November 1, 2012 - 3:03pm

This article is rife with falsehoods:

- 1/3 of folks on the kidney transplant wait list are 'inactive', meaning they couldn't have a transplant if a kidney became available.

- A transplant is a TREATMENT for end-stage renal disease, it is not a cure. Dialysis also a treatment for ESRD.

- Minority candidates have less access to transplants because A. they often lack access to healthcare, B. they are listed much later in their disease than their white counterparts, C. they more often lack insurance, D. a higher percentage have a rarer blood type (which has nothing to do with sensitivity), and E. they experience geographic disparities due to the uneven nature of the transplant system.

- According to a handout from the 2012 ASHI meeting, 30% of ALL transplant candidates are HLA sensitized. 15% of the wait list has had a prior transplant, the most common source of sensitization. Meanwhile, Women compose 40% of wait list candidates (OPTN data), and 80% of women aged 40-44 have children (US Census). This hardly translates into the article's inference that women who have children will be sensitized to their blood relatives' kidneys.

- ALL living organ donors are altruistic, not just the small portion that participates in a swap/pair or chain.

- No one receives a kidney through UNOS. OPTN is the membership organization under Dept of Health and Human Services which manages the transplant wait list. UNOS is simply the contractor.

And the biggie - a living donor kidney is 'better' than a deceased donor kidney.
Better for whom?

4.4 living kidney donors die in the US every year within 12 months of surgery.

20% experience complications: hernia, pancreatitis, chylous ascities, nerve damage, testicular swelling and sensitivity, etc.

20-30% suffer from depression, anxiety and/or PTSD. Not a single transplant center offers aftercare or support services.

We have NO NATIONAL STANDARDS of living donor care in the US. Every transplant center can make up it's own rules and is accountable to no one.

We have NO COMPREHENSIVE DATA on living donors' health and well-being. More than a decade after a federal mandate, we still have no idea if 35% of living donors are live or dead ONE YEAR after donation.

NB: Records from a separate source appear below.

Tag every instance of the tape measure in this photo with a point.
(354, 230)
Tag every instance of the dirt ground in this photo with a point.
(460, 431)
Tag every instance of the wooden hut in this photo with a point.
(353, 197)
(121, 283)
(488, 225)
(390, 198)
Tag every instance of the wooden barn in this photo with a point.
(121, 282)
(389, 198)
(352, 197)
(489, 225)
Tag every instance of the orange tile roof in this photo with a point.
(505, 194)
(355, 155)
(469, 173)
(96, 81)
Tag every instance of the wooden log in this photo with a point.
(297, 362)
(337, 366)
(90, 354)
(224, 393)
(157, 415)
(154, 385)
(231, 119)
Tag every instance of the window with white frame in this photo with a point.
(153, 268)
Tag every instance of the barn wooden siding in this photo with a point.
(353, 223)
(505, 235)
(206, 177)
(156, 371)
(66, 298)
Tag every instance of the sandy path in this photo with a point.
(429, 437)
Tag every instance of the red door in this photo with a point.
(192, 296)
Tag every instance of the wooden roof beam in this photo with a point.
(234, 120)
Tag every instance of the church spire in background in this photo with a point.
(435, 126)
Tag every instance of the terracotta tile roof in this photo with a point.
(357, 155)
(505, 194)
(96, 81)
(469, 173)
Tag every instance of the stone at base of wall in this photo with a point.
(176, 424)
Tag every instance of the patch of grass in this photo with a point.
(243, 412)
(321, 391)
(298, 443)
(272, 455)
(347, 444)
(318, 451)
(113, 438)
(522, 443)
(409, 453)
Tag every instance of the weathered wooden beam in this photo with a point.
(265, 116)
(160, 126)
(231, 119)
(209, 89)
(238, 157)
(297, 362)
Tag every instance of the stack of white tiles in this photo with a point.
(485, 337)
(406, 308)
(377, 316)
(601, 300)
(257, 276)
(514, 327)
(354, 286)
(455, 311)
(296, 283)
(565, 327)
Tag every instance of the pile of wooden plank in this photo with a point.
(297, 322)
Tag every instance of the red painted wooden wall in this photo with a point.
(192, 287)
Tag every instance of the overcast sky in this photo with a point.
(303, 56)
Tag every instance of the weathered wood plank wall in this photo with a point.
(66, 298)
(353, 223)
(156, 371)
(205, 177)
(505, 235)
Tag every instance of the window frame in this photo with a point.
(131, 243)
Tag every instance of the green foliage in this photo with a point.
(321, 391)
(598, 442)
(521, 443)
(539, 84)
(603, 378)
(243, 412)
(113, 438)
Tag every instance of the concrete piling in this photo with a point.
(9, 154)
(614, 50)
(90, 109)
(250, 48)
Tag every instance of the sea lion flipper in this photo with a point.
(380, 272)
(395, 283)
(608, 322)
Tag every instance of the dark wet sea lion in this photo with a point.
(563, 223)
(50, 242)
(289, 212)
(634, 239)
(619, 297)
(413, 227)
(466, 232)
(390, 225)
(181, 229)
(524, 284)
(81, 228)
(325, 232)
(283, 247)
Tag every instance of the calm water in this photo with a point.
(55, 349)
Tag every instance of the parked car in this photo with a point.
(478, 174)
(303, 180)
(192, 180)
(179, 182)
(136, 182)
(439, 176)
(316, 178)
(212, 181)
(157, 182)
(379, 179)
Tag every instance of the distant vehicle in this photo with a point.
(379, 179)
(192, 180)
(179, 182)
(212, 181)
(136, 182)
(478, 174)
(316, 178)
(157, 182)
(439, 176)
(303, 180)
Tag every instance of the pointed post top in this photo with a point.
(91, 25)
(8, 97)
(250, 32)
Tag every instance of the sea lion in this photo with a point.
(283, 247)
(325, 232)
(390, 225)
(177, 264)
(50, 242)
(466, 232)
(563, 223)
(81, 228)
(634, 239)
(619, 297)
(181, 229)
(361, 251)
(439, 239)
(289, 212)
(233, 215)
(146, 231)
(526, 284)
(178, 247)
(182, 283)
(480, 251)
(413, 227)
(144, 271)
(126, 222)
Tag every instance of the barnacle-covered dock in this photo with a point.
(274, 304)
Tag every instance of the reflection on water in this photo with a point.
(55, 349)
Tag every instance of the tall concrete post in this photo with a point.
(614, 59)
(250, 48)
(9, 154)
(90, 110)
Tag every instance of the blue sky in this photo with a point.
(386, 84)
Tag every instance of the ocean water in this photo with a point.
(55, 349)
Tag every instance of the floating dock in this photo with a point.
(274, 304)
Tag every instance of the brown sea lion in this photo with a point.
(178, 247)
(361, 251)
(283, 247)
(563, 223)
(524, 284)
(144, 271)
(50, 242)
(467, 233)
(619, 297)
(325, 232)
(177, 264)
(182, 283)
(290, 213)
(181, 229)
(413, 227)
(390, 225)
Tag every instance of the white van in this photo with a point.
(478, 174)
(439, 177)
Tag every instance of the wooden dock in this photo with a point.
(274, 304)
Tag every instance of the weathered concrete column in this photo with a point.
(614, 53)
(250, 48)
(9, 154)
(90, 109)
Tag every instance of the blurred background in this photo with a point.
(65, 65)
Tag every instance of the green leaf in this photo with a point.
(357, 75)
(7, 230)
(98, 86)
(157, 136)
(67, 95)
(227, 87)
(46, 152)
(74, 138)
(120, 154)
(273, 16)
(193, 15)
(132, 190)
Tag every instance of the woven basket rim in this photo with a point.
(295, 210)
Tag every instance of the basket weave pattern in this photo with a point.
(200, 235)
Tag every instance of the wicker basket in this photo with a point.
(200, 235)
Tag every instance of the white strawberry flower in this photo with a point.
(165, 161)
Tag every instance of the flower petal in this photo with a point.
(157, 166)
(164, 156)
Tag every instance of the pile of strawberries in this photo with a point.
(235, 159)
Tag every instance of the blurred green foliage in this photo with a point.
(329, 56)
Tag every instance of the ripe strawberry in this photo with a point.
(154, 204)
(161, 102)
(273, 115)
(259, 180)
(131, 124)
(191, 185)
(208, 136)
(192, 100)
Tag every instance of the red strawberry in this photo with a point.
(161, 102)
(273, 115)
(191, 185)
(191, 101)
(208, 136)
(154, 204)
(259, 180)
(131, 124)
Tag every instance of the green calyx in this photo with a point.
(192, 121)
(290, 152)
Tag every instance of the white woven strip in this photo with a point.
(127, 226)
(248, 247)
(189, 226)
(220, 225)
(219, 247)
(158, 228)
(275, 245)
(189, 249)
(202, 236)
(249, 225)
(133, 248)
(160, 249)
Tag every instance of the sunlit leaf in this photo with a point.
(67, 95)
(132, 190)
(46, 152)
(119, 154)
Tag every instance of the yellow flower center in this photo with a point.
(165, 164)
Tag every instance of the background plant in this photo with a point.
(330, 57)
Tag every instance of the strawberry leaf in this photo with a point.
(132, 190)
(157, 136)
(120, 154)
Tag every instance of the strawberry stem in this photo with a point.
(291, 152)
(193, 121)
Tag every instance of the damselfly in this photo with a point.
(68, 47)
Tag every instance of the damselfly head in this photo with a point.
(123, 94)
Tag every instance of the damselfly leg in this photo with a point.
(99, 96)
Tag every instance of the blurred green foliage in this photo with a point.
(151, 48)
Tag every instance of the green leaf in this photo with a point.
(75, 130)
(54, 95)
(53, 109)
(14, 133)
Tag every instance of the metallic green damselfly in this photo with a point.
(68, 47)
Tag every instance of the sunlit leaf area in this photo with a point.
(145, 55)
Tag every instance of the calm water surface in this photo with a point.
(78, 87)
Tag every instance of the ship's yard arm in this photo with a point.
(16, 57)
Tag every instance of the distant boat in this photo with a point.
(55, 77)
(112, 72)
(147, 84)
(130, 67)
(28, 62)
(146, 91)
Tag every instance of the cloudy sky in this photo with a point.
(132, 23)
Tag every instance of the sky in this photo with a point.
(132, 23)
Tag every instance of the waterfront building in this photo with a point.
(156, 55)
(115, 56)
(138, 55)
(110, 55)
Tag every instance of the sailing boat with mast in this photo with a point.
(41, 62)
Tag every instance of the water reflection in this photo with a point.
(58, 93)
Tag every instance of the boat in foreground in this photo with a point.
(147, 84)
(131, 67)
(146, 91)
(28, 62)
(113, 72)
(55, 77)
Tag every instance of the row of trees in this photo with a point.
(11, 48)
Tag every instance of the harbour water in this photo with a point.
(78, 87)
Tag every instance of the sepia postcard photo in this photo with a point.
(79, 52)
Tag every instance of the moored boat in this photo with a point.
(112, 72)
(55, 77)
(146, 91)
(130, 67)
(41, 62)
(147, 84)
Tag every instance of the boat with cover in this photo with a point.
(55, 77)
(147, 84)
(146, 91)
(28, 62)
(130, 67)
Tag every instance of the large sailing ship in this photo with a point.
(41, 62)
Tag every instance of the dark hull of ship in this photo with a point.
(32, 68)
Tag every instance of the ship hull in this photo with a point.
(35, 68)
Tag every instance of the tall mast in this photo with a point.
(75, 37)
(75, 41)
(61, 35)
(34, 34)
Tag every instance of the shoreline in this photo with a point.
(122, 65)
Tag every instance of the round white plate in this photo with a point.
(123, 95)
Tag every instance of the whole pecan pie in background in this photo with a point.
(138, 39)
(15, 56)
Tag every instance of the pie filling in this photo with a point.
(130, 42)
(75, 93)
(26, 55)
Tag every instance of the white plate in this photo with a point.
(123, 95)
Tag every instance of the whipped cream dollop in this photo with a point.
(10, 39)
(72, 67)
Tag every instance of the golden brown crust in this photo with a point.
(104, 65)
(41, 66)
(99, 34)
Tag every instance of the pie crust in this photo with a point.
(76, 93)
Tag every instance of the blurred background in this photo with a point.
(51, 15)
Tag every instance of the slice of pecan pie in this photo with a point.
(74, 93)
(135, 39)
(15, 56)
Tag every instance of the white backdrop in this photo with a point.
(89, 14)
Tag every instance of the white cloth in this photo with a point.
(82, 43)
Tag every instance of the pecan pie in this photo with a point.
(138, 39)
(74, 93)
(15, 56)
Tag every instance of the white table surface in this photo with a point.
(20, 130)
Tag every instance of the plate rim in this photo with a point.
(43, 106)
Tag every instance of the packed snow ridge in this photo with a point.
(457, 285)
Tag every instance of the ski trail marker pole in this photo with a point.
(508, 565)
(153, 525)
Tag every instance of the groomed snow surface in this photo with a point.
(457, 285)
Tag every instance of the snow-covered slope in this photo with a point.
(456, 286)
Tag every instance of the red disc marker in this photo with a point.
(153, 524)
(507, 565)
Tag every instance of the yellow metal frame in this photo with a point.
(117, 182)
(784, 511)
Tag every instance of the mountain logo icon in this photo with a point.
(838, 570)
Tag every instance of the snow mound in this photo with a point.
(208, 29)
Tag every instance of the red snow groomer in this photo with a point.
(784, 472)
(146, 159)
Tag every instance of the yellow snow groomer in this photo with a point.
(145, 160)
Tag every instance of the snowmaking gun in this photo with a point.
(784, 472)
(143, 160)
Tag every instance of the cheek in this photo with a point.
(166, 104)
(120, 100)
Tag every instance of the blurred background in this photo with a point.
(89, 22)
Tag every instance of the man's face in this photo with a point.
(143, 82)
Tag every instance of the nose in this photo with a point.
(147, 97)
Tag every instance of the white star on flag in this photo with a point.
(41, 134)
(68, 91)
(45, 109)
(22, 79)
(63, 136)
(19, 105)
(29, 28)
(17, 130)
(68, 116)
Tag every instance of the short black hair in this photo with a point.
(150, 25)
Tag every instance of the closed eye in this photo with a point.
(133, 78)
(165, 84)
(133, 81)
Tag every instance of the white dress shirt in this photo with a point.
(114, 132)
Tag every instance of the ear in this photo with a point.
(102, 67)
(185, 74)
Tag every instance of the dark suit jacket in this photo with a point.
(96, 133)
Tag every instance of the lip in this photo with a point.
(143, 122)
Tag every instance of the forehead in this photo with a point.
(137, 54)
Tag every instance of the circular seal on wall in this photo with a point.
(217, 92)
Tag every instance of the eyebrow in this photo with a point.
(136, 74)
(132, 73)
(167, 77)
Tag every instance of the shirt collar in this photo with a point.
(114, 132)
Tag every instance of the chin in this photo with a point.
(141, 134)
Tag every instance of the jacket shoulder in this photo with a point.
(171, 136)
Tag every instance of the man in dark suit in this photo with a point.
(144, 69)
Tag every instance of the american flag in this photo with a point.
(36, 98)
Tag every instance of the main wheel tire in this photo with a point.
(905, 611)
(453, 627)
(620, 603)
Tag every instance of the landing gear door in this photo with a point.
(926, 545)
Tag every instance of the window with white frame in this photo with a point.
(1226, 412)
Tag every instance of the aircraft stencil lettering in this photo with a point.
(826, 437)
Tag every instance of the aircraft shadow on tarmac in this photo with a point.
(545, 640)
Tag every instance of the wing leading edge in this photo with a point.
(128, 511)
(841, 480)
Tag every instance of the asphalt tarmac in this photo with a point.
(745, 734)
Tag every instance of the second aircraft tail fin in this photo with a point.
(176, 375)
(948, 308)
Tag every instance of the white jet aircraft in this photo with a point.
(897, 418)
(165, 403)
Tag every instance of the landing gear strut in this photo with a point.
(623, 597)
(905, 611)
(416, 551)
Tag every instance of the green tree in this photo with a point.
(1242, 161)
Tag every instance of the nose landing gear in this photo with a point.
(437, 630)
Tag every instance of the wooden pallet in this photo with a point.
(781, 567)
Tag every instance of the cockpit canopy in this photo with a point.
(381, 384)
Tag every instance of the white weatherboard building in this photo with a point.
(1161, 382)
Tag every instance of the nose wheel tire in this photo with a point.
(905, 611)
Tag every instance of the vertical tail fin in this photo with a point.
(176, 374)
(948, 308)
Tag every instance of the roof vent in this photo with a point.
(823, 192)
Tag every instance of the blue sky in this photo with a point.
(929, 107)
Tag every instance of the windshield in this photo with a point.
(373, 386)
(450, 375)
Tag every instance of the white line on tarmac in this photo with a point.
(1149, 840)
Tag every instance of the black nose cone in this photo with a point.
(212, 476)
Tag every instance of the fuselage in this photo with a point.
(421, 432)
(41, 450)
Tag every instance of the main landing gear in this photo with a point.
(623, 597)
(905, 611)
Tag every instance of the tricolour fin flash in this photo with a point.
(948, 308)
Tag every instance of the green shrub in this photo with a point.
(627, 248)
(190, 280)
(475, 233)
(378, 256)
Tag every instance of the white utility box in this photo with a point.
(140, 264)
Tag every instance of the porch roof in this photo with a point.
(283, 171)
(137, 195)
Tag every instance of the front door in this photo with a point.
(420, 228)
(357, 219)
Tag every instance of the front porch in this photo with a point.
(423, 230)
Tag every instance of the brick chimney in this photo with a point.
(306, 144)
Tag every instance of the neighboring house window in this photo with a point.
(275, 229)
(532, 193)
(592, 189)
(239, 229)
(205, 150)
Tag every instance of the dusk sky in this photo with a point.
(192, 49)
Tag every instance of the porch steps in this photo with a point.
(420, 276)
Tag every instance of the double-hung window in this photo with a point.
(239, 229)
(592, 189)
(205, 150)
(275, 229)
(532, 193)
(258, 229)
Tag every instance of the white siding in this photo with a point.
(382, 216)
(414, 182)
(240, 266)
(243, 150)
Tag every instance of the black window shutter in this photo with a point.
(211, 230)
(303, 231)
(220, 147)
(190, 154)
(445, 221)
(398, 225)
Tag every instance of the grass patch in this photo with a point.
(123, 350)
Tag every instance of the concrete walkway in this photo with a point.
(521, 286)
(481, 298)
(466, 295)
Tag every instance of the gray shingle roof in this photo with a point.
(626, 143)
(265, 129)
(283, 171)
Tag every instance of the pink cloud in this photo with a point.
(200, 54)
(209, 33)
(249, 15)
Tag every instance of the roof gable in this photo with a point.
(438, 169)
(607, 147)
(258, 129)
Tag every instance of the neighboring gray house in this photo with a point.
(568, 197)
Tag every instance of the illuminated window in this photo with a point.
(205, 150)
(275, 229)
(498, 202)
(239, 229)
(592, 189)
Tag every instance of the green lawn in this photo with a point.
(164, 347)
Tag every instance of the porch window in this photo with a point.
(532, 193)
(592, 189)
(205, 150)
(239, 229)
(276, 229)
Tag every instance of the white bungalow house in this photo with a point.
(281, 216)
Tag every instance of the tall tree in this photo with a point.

After that, what happens to living donor is anyone's guess because no one bothers to track them.

Meanwhile, the Swiss LD registry reported 49% of their kidney donors with cardiovascular disease, 47% with hypertension and 45% with Stage 3/4 chronic kidney disease at only 10 years post-donation.

As the sister of a kidney transplant recipient, I understand the challenges of kidney disease. However, as a living kidney donor, I find the constant neglect of living donation's risks to the donor (not to mention poorly written articles such as this) to be unethical and dangerous. The public should never be viewed as medical supply. Living donors are people too.


October 31, 2012 - 2:38pm
EmpowHER Guest

How about the legals to become a donor if he/she from outside of US?
And what is the procedures to take to become a donor in US if I'm a foreigner?